Огинский побледнел и встал. Он заговорил не сразу, отвечая на этот всклик. Глаза его исполнились невыразимой грусти и нежности. Такой же вопрос, произнесенный с такой же горячностью, он слышал когда-то давно из любимых уст.
— Милый мальчик, — сказал он наконец, кладя свою правую руку на плечо Горика. — Зачем ты искушаешь меня? Об этом говорить можно много, и мы когда-нибудь будем говорить. А теперь… Знаешь, что я тебе скажу? Ты за последнее время все больше становишься похож на свою мать, какой она была тогда, когда тебя еще не было на свете. Ты знаешь, как она мне дорога, и я знаю, что ты с ней дружишь и любишь ее всем сердцем. Так не огорчай же ни ее, ни отца. Брось ты этих разных Причетниковых и Крестовоздвиженских и не путайся с ними.

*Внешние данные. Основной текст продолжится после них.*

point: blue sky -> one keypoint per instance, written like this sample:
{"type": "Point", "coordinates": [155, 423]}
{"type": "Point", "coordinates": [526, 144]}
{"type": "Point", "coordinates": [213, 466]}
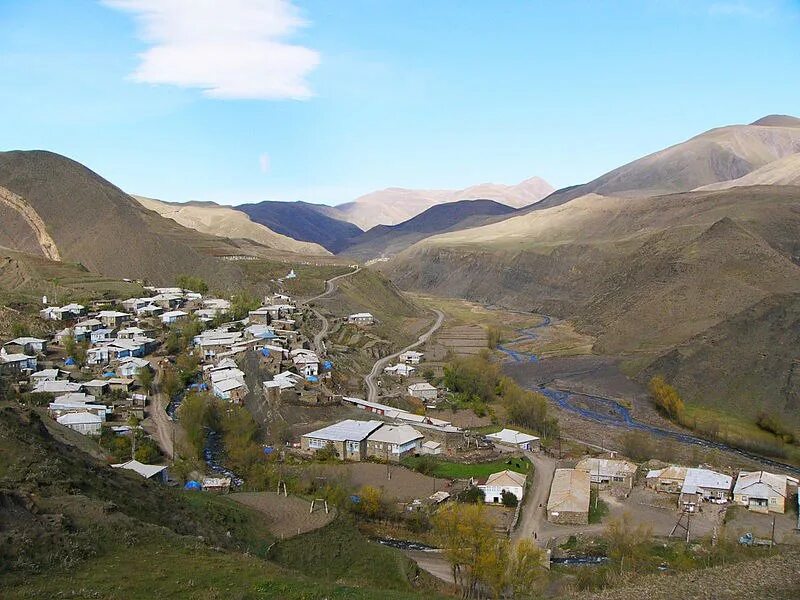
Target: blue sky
{"type": "Point", "coordinates": [322, 100]}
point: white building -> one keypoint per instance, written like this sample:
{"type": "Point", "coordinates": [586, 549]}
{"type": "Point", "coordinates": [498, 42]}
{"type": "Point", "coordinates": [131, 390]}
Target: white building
{"type": "Point", "coordinates": [504, 481]}
{"type": "Point", "coordinates": [762, 492]}
{"type": "Point", "coordinates": [85, 423]}
{"type": "Point", "coordinates": [400, 370]}
{"type": "Point", "coordinates": [424, 391]}
{"type": "Point", "coordinates": [515, 439]}
{"type": "Point", "coordinates": [361, 319]}
{"type": "Point", "coordinates": [411, 357]}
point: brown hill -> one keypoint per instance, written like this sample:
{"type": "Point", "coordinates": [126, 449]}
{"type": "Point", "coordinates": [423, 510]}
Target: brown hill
{"type": "Point", "coordinates": [643, 275]}
{"type": "Point", "coordinates": [717, 155]}
{"type": "Point", "coordinates": [226, 222]}
{"type": "Point", "coordinates": [395, 205]}
{"type": "Point", "coordinates": [94, 223]}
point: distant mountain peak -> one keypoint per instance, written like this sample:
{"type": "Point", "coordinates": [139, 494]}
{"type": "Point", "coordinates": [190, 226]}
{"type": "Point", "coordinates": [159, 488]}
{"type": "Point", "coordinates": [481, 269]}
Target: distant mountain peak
{"type": "Point", "coordinates": [777, 121]}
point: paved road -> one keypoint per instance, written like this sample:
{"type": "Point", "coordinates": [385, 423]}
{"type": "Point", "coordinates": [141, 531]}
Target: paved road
{"type": "Point", "coordinates": [330, 287]}
{"type": "Point", "coordinates": [380, 364]}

Ни к чему это доброму не поведет, да и не достойно это тебя. Право же, ты их всех умнее, и нечего тебе с ними делать.
— Сигизмунд Казимирович, я хочу изучать польский язык, — сказал Горик, не зная, чем выразить внезапный прилив нежности к Огинскому.
— Ну что ж, учительница у тебя в твоем же доме, она хорошо его знает.
11
Если есть какой-нибудь несомненный признак истинной дружбы — это рыцарское служение одного другому, верность во всех превратностях. Друг любит друга и друг верит в друга, друг всегда заступается за друга. Если один находится далеко и о нем кто-нибудь говорит что-нибудь дурное, друг не способен допустить это, как не способен поверить, чтобы Солнце зашло навсегда или огонь стал холодным. И другу так же хорошо и радостно от присутствия друга, как любимому хорошо от присутствия любимой, только радость дружбы спокойнее и прозрачнее радости любви, она уютнее и надежнее, потому что дружба неизмеримо отдаленнее от яростного жерла ревности, которое всегда тайно соприсутствует на празднике любви. И в дружбе не кажется, что утрачиваешь свою свободу, теряешь самое ценное достоинство своей души, если один друг умнее другого, сильнее его, более завладевает дружеской душой, а сам остается более вольным и независимым. Без тайной оглядки в дружбе неограниченно переливаются из души в душу все сокровища, которые есть в одной и в другой душе, и весь мир кругом становится от такого сопричастия душ зовущим разбегом, где весело попробовать силы и коснуться испытующе бесчисленных тайн, скрывающихся в каждом уголке леса и дома, в каждом промелькнувшем лице и пролетевшей птице, в каждом острийном соприкосновении двух мыслей, в любой встрече двух звуков, двух слов.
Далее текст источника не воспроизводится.